All the inseminations are performed after ovaric stimulation of the female partner; the purpose of this stimulation is to render the female partner more fertile to increase success possibilities. In general in the first trials ovaric stimulation is mild, performed with indirect ovulation inductors (usually Clomiphene citrate); if more trials are needed (in general no more than six) ovulation induction is performed with gonadotropins, eventually associated to GN-RH analogs or more recently to Gn-RH antagonists. In most cases the first try is with the simplest insemination type, the IUI, associated with Clomiphene citrate; in case of failure, the next try is performed with
IUI/DIPI associated with ovulation induction with gonadotropins, alone or in combination with GnRH analogs or Gn-RH antagonists. The choice of ovaric stimulation type is in any case based upon a detailed evaluation of the clinical and endocrine characteristics of the patient.

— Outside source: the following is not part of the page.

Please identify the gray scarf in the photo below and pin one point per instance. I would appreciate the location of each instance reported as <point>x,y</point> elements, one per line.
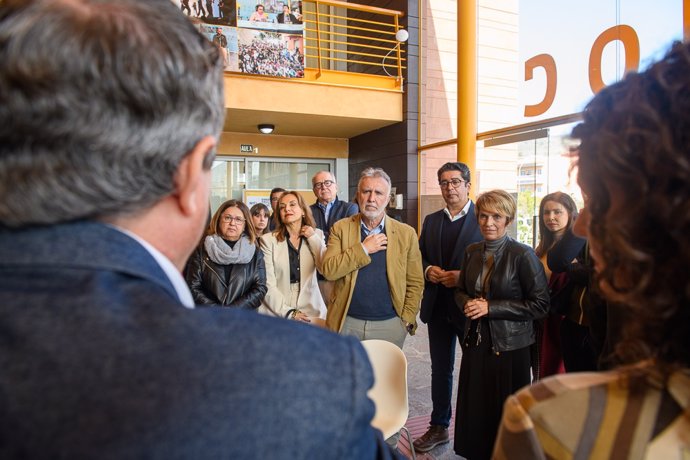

Once the type of stimulation has been chosen, the ovaric response is accurately followed by means of daily ultrasound imaging to control the growing of the ovaric follicles; when gonadotropins are chosen for stimulation, ultrasound monitoring is accompanied by circulating hormonal measurements (daily assessment of 17-b -Estradiol plasma levels), which are performed in a highly specialized laboratory:
Check-up (Palermo, Via E. Parisi n.40) directed by Dr. Gaspare Accardi. When the results of ultrasound and hormonal evaluation indicate that the patient is ready, insemination is performed at Centro Demetra; all types of insemination (IUI, DIPI, IUI/DIPI) are no distressing for the patient who after 20-30 minutes may go back home.